- June 2003
- Book reviewer
- Book reviews
- None noted.
- Originally published in the Naval Historical Review edition (all rights reserved)
By David Marr and Marian Wilkinson
Reviewed by Tigger Wise
One man’s singleminded determination to preserve the integrity of Australia’s borders lies at the heart of this story and carries it along with the grip of a pit bull terrier. Turning its pages, we are amazed as we watch Prime Minister John Howard using all means in his power to achieve his end. Muzzle the press. Bully the Navy. By-pass the courts. Flout the laws of the sea. Bribe impoverished nations. Offend friendly nations. Denigrate innocent individuals. Dissemble. Manipulate. Threaten. Anything – just don’t let ‘em in – and, amazingly, virtually no-one in the chain of command stood up to him.

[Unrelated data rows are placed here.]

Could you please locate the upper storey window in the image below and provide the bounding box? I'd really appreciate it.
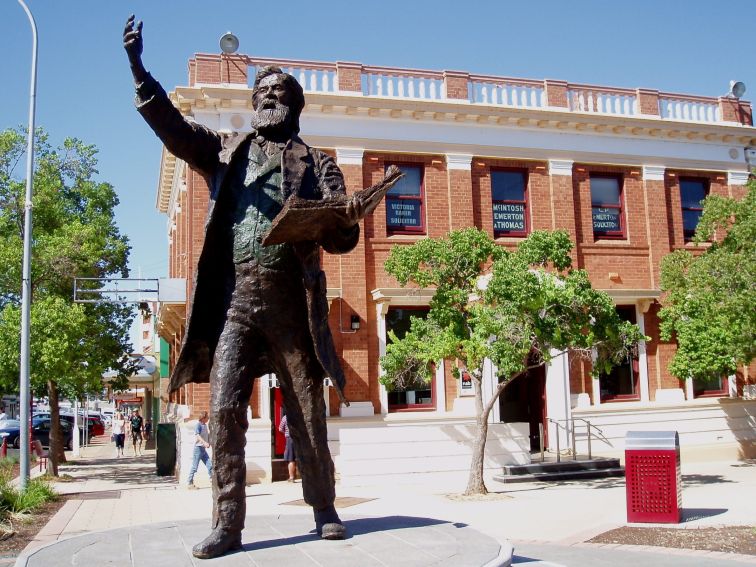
[491,171,528,236]
[680,178,708,240]
[591,175,625,238]
[386,165,425,234]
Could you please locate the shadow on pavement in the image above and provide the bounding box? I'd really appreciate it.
[60,455,176,489]
[682,508,728,522]
[682,474,735,486]
[242,516,467,551]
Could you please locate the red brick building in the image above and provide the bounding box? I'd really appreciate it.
[158,54,756,479]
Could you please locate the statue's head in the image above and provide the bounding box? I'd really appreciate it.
[252,66,305,135]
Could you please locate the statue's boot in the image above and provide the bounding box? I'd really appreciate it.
[192,527,241,559]
[315,504,346,539]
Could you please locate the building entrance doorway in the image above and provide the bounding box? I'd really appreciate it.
[499,365,548,451]
[270,388,286,459]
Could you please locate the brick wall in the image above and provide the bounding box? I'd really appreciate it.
[162,96,753,415]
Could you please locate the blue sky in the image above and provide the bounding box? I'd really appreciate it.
[0,0,756,284]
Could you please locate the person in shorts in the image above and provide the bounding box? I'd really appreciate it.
[112,411,126,457]
[187,411,213,490]
[278,412,297,482]
[129,409,144,457]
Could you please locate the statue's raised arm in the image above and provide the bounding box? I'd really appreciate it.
[123,14,147,84]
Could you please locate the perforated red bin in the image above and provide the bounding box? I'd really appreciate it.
[625,431,682,524]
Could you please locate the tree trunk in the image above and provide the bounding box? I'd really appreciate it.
[465,371,491,496]
[47,380,65,476]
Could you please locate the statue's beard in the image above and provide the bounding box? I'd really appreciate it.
[252,102,291,133]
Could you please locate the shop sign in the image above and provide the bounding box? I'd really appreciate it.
[493,203,525,232]
[386,199,422,228]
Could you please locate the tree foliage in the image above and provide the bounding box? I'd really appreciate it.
[381,228,644,493]
[0,129,132,470]
[659,181,756,381]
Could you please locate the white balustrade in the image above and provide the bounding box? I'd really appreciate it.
[363,72,443,100]
[567,89,638,116]
[659,97,720,122]
[471,81,546,108]
[250,66,338,93]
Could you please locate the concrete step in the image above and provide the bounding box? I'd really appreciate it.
[502,458,620,475]
[494,467,625,484]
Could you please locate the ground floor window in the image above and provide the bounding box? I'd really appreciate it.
[693,378,729,398]
[386,307,436,412]
[599,305,640,402]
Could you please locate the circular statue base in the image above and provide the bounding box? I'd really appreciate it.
[16,515,512,567]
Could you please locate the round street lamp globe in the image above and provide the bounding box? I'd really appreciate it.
[219,32,239,55]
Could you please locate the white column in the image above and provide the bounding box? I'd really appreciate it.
[546,349,572,449]
[591,376,601,406]
[375,301,389,415]
[433,360,446,413]
[481,359,501,423]
[260,374,275,421]
[727,374,738,398]
[635,304,651,402]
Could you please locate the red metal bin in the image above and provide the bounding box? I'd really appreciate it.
[625,431,682,524]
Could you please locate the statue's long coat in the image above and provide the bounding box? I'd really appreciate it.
[136,77,359,395]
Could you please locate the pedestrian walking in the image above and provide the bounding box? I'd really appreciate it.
[129,408,144,457]
[187,411,213,490]
[278,412,297,482]
[111,411,126,457]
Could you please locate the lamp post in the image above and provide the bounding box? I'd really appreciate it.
[18,0,37,490]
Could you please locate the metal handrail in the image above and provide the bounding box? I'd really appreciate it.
[538,417,601,463]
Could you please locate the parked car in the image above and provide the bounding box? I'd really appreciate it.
[0,416,83,449]
[60,414,105,437]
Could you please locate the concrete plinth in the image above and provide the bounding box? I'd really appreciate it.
[16,515,512,567]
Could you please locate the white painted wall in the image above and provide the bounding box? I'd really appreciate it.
[573,398,756,459]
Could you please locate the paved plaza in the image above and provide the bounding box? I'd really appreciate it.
[11,437,756,567]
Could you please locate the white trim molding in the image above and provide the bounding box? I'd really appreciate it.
[643,165,666,181]
[370,287,436,306]
[727,171,748,185]
[446,154,472,171]
[549,159,575,177]
[336,148,365,165]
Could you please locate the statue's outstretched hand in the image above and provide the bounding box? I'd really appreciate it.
[123,14,147,83]
[346,198,367,228]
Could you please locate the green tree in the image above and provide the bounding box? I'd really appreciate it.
[659,180,756,381]
[381,228,644,494]
[0,129,132,474]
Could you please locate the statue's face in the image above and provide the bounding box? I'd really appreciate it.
[252,75,292,132]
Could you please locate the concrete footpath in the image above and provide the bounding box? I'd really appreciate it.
[16,437,756,567]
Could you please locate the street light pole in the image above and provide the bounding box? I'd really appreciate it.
[18,0,37,490]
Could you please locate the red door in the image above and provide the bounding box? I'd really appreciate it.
[271,388,286,457]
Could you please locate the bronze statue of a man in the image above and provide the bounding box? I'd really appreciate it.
[123,16,365,558]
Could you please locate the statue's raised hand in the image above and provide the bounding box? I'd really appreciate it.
[123,14,147,83]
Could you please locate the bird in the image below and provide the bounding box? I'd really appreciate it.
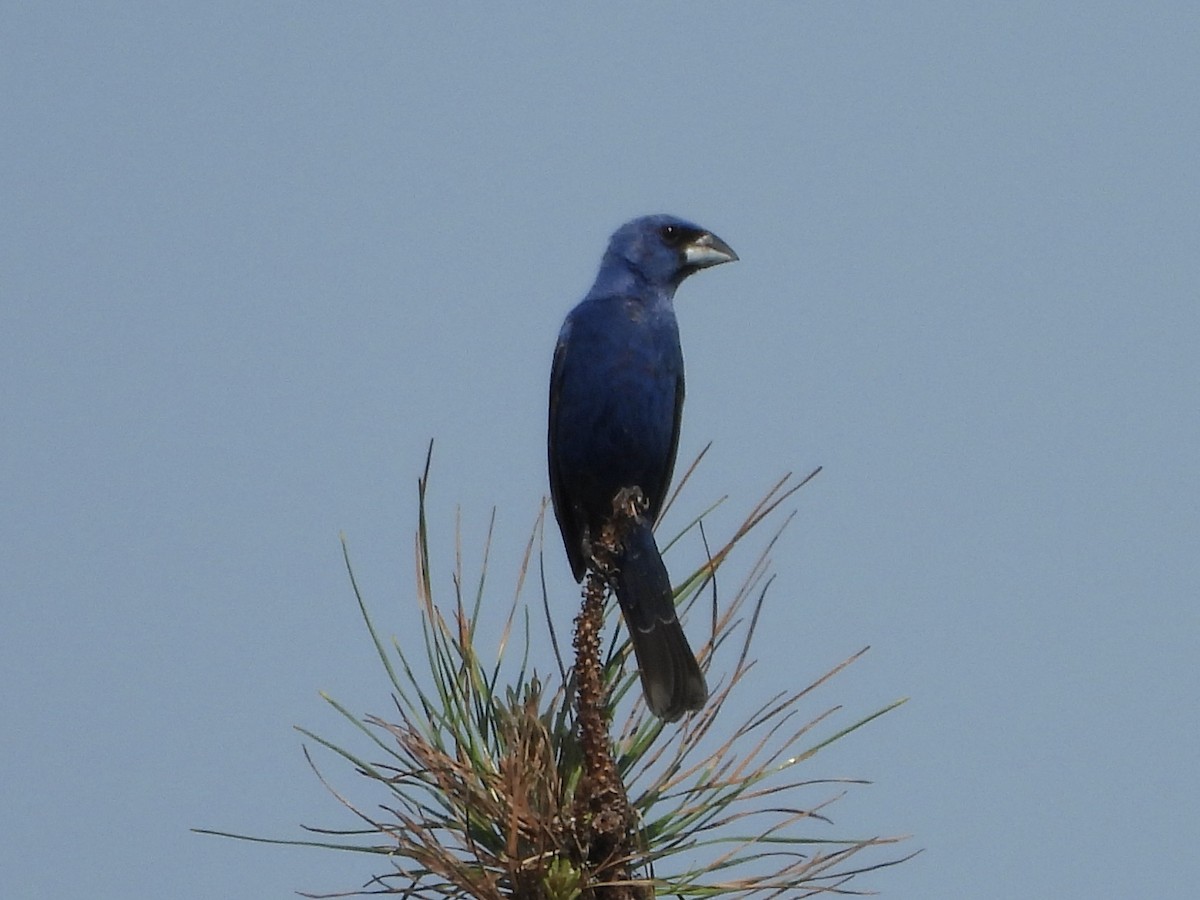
[547,215,738,721]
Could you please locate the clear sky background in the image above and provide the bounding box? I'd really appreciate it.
[0,2,1200,900]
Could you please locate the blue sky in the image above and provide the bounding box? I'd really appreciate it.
[0,2,1200,900]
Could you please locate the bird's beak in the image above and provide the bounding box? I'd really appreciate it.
[683,232,738,269]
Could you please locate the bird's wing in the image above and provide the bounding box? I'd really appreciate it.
[546,324,587,581]
[648,367,684,522]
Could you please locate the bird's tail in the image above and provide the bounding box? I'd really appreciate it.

Marr and Wilkinson begin Dark Victory with the MV Tampa episode, linger on the children overboard incident and finish, significantly, two and a half months later with Mr Howard’s victorious night of the 2001 Federal Election.
Many of the events are still fresh in the mind, but naval readers will enjoy the fleshing out of some of the seminal maritime moments, and will further enjoy (over a tot of rum perhaps) arguing the finer points that arise. Were Admirals Barrie and Shackleton ultimately ‘dills’ (p.291)? Is traditional Navy loyalty to the government allowed to become loyalty to one man without question? Did Tampa’s Captain Arne Rinnan exceed the definition of the universal distress call when he put out a MAYDAY? Was Able Seaman Laura Whittle a heroine to jump 12 metres into the sea? What would I have done in the shoes of Commander Norman Banks of HMAS Adelaide? What does it take to make a sailor cry?
The book is an angry read for Mr. Howard’s opponents. On the other hand, Mr. Howard’s supporters may well toss it aside as a polemic. No matter. In the end, it stands as a fine piece of investigative journalism.